Ce fut donc un double plaisir de déguster "Les Misérables" cuvée 1958. Celui de découvrir l'intrigue du roman, et celui de voir une ambitieuse coproduction internationale. France, Italie, Allemagne de l'Est : et oui, c'était avant le Mur de Berlin...
Dès le départ, Jean-Paul Le Chanois nous met dans le bain, avec de très beaux décors, naturels ou reconstitués. Et il retranscrit avec force cette histoire poignante sur la pauvreté, la dignité, la morale, et la justice, à une époque où voler un morceau de pain peut conduire de fil en aiguille au bagne à perpétuité.
On est aussi très bien servi question distribution. Jean Gabin en Jean Valjean, le forçat devenu un homme noble d'âme, qui tente d'éviter le malheur aux autres. Bernard Blier en Javert, le policier très scrupuleux des lois, mais peu de la douleur qu'il cause, qui traquera Valjean sans relâche. L'ironie étant que Gabin et Blier étaient très amis à la ville ! Et Bourvil, étonnant en Thénardier, le rat crapuleux qui ne recule jamais devant une fourberie pour gagner quelques sous.

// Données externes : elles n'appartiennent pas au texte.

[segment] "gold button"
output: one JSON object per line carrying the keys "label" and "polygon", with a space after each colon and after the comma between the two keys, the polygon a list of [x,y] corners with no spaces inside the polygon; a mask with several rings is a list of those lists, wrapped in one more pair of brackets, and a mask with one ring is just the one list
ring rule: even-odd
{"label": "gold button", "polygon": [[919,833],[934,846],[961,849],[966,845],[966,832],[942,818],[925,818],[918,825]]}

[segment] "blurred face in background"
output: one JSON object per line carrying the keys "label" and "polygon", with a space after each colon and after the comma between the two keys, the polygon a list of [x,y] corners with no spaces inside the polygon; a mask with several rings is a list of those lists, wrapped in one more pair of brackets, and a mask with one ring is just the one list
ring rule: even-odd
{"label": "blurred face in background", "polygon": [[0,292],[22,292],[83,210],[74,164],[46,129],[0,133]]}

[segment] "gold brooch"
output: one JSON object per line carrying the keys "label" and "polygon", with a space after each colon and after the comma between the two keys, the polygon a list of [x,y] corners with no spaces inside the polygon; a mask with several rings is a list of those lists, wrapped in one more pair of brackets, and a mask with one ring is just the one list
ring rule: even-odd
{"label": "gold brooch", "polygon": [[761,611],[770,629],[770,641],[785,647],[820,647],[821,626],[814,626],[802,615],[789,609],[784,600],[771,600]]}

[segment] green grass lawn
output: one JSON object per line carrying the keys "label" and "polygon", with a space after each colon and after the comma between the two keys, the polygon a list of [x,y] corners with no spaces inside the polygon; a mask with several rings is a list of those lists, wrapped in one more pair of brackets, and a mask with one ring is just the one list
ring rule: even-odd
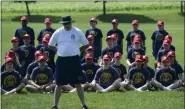
{"label": "green grass lawn", "polygon": [[[102,12],[61,12],[61,13],[32,13],[29,26],[35,30],[37,37],[40,29],[44,27],[43,20],[46,16],[53,18],[53,27],[61,27],[58,24],[60,16],[71,15],[76,20],[74,26],[82,29],[84,32],[89,27],[91,17],[98,18],[98,27],[103,31],[103,40],[106,33],[111,29],[111,19],[119,19],[119,28],[123,30],[124,35],[132,29],[131,21],[138,19],[140,29],[145,32],[147,55],[150,59],[150,66],[153,67],[154,59],[152,57],[151,35],[157,28],[157,20],[165,21],[166,30],[173,36],[172,44],[176,47],[177,60],[184,66],[184,16],[179,14],[180,9],[168,10],[143,10],[129,12],[108,12],[107,16],[102,16]],[[15,29],[20,27],[19,18],[25,13],[2,12],[2,57],[11,47],[10,40],[14,36]],[[124,51],[126,51],[126,42],[124,39]],[[103,43],[105,47],[105,43]],[[122,59],[125,64],[126,52]],[[1,59],[3,62],[3,59]],[[90,109],[183,109],[184,94],[183,92],[112,92],[108,94],[85,93],[87,105]],[[22,94],[2,96],[2,109],[49,109],[53,103],[53,94]],[[61,109],[80,109],[80,103],[77,95],[64,94],[60,101]]]}
{"label": "green grass lawn", "polygon": [[[89,109],[183,109],[183,92],[111,92],[85,93]],[[2,96],[2,109],[50,109],[53,94]],[[60,109],[80,109],[77,94],[63,94]]]}

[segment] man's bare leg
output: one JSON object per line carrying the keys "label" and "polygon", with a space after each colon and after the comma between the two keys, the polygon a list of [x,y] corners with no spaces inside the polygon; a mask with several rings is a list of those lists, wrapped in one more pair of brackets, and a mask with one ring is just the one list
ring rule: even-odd
{"label": "man's bare leg", "polygon": [[58,106],[58,102],[60,100],[62,85],[56,85],[54,92],[54,106]]}
{"label": "man's bare leg", "polygon": [[81,84],[75,84],[75,87],[76,87],[76,91],[77,91],[78,97],[80,99],[80,102],[81,102],[82,106],[84,106],[85,105],[84,90],[83,90]]}

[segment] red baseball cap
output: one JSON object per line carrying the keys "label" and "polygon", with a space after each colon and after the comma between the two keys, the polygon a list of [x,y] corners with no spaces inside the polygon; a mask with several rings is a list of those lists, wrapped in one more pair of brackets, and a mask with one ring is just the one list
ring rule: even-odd
{"label": "red baseball cap", "polygon": [[87,39],[91,39],[91,40],[93,40],[93,39],[94,39],[94,35],[89,34],[89,35],[87,36]]}
{"label": "red baseball cap", "polygon": [[166,39],[163,41],[163,45],[170,45],[171,44],[171,41]]}
{"label": "red baseball cap", "polygon": [[113,39],[118,39],[118,35],[117,35],[117,34],[115,34],[115,33],[114,33],[114,34],[112,34],[111,36],[112,36],[112,38],[113,38]]}
{"label": "red baseball cap", "polygon": [[107,36],[106,41],[113,40],[112,36]]}
{"label": "red baseball cap", "polygon": [[89,47],[87,48],[87,51],[94,51],[94,48],[93,48],[92,46],[89,46]]}
{"label": "red baseball cap", "polygon": [[51,18],[45,18],[44,23],[52,23],[52,19]]}
{"label": "red baseball cap", "polygon": [[28,17],[27,16],[22,16],[21,21],[27,21],[28,22]]}
{"label": "red baseball cap", "polygon": [[143,56],[142,55],[136,55],[135,62],[142,62]]}
{"label": "red baseball cap", "polygon": [[40,61],[46,61],[46,60],[47,60],[47,57],[46,56],[43,56],[43,55],[38,56],[38,58],[37,58],[37,61],[38,62],[40,62]]}
{"label": "red baseball cap", "polygon": [[13,37],[11,42],[19,42],[19,39],[17,37]]}
{"label": "red baseball cap", "polygon": [[134,34],[134,39],[142,40],[142,37],[140,34]]}
{"label": "red baseball cap", "polygon": [[35,56],[36,56],[36,57],[42,56],[42,51],[37,50],[37,51],[35,52]]}
{"label": "red baseball cap", "polygon": [[107,54],[103,56],[103,60],[110,61],[110,59],[111,59],[111,57]]}
{"label": "red baseball cap", "polygon": [[168,60],[168,58],[167,58],[166,56],[163,56],[163,57],[161,58],[161,61],[162,61],[162,62],[169,62],[169,60]]}
{"label": "red baseball cap", "polygon": [[138,24],[139,24],[139,22],[138,22],[137,20],[133,20],[133,21],[132,21],[132,25],[135,25],[135,24],[137,24],[137,25],[138,25]]}
{"label": "red baseball cap", "polygon": [[93,55],[90,54],[90,53],[87,53],[87,54],[85,55],[85,59],[93,59]]}
{"label": "red baseball cap", "polygon": [[95,17],[90,19],[90,22],[96,22],[97,23],[97,19]]}
{"label": "red baseball cap", "polygon": [[6,57],[10,57],[10,58],[13,58],[15,57],[15,52],[13,50],[9,50],[6,54]]}
{"label": "red baseball cap", "polygon": [[118,19],[113,19],[112,23],[118,24]]}
{"label": "red baseball cap", "polygon": [[25,34],[24,36],[22,36],[23,39],[30,39],[30,35],[29,34]]}
{"label": "red baseball cap", "polygon": [[47,41],[49,42],[50,38],[51,38],[50,35],[45,35],[45,36],[42,38],[42,40],[47,40]]}
{"label": "red baseball cap", "polygon": [[144,55],[143,56],[143,61],[148,61],[148,56]]}
{"label": "red baseball cap", "polygon": [[141,43],[141,40],[140,39],[137,39],[137,38],[134,38],[134,44],[140,44]]}
{"label": "red baseball cap", "polygon": [[161,21],[161,20],[159,20],[159,21],[157,22],[157,25],[164,25],[164,22]]}
{"label": "red baseball cap", "polygon": [[42,43],[49,43],[49,40],[47,38],[43,38]]}
{"label": "red baseball cap", "polygon": [[13,61],[13,58],[6,57],[4,63],[6,64],[6,63],[8,63],[8,62],[14,62],[14,61]]}
{"label": "red baseball cap", "polygon": [[166,35],[165,36],[165,38],[164,38],[164,40],[170,40],[170,42],[172,42],[172,36],[171,35]]}
{"label": "red baseball cap", "polygon": [[167,57],[175,57],[175,52],[174,51],[169,51],[168,54],[167,54]]}
{"label": "red baseball cap", "polygon": [[118,57],[118,58],[121,58],[121,53],[120,53],[120,52],[116,52],[116,53],[114,54],[114,57],[115,57],[115,58],[117,58],[117,57]]}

Ceux-ci, et une galerie de personnages secondaires, se noueront dans une fresque qui s'étale sur plusieurs décennies. En passant par une courte représentation de la bataille de Waterloo, et une plus longue bataille sur les barricades lors de l'insurrection parisienne de 1832. Encore une fois, les moyens se voient ! Avec également des bons mots dans les dialogues, j'imagine tirés du roman.
Je reprocherai à l'ensemble de curieuses ellipses. Notamment Jean Valjean qui parvient régulièrement à devenir un bon bourgeois malgré ses fuites. Ou Thénardier qui tombe dans la misère à chaque fois, alors qu'il est expert pour soutirer de grosses sommes...

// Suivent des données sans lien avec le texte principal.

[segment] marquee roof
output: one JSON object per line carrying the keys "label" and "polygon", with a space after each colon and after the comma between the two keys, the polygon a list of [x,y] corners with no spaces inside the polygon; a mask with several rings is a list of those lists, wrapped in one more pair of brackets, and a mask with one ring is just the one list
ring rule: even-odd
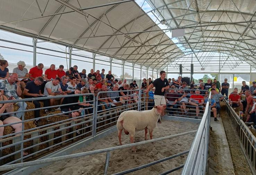
{"label": "marquee roof", "polygon": [[[4,0],[0,3],[0,28],[156,69],[185,64],[188,55],[198,63],[198,69],[220,68],[228,61],[232,68],[245,62],[255,67],[256,3]],[[146,4],[151,8],[147,11]],[[168,34],[183,28],[185,36],[176,40]],[[222,54],[221,62],[210,55],[212,52]]]}

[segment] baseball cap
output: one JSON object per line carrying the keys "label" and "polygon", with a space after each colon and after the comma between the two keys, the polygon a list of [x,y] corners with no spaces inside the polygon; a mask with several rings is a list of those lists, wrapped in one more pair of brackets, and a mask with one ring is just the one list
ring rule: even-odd
{"label": "baseball cap", "polygon": [[84,82],[87,82],[87,81],[85,79],[82,79],[81,81]]}

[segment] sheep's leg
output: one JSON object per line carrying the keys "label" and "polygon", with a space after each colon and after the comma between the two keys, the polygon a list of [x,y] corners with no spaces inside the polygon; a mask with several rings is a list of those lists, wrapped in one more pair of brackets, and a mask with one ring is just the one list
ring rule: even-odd
{"label": "sheep's leg", "polygon": [[147,128],[145,128],[145,140],[147,140]]}
{"label": "sheep's leg", "polygon": [[[130,141],[131,142],[131,143],[133,143],[133,136],[130,136]],[[135,150],[135,146],[133,146],[131,148],[131,150],[132,150],[133,152],[134,152],[134,153],[136,153],[136,150]]]}
{"label": "sheep's leg", "polygon": [[118,140],[119,140],[119,144],[120,145],[122,145],[122,142],[121,140],[121,136],[122,135],[122,129],[121,130],[119,130],[118,131]]}
{"label": "sheep's leg", "polygon": [[153,137],[153,130],[150,131],[150,139],[152,140]]}

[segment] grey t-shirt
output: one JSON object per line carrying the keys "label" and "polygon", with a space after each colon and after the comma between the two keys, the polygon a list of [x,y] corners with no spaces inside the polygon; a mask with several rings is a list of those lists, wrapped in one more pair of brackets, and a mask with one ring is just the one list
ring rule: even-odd
{"label": "grey t-shirt", "polygon": [[58,84],[56,86],[54,86],[52,84],[52,81],[47,82],[45,84],[45,86],[44,87],[44,95],[49,95],[48,91],[46,90],[46,88],[49,88],[52,90],[52,92],[53,93],[55,91],[57,91],[58,89],[60,88],[60,84]]}
{"label": "grey t-shirt", "polygon": [[26,77],[26,74],[28,74],[28,72],[27,69],[26,68],[24,68],[23,70],[20,70],[17,67],[16,67],[13,69],[12,73],[17,73],[18,74],[18,77]]}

Ainsi qu'une voix off pas franchement indispensable, qui parfois se contente d'expliquer ce que l'on voit à l'écran (!). L'envie de réciter le roman que l'on adapte ? Elle permet sans doute aussi de faire du liant pour pouvoir raconter toute l'histoire sur une durée raisonnable. Il se murmure en effet que le premier montage durait 5h15, et que de nombreuses scènes furent coupées !
Mais pas de quoi gâcher le plaisir, d'autant qu'en l'état, la version en deux époques (plus de 3 heures au total) est très rythmée, sans perdre de sa profondeur.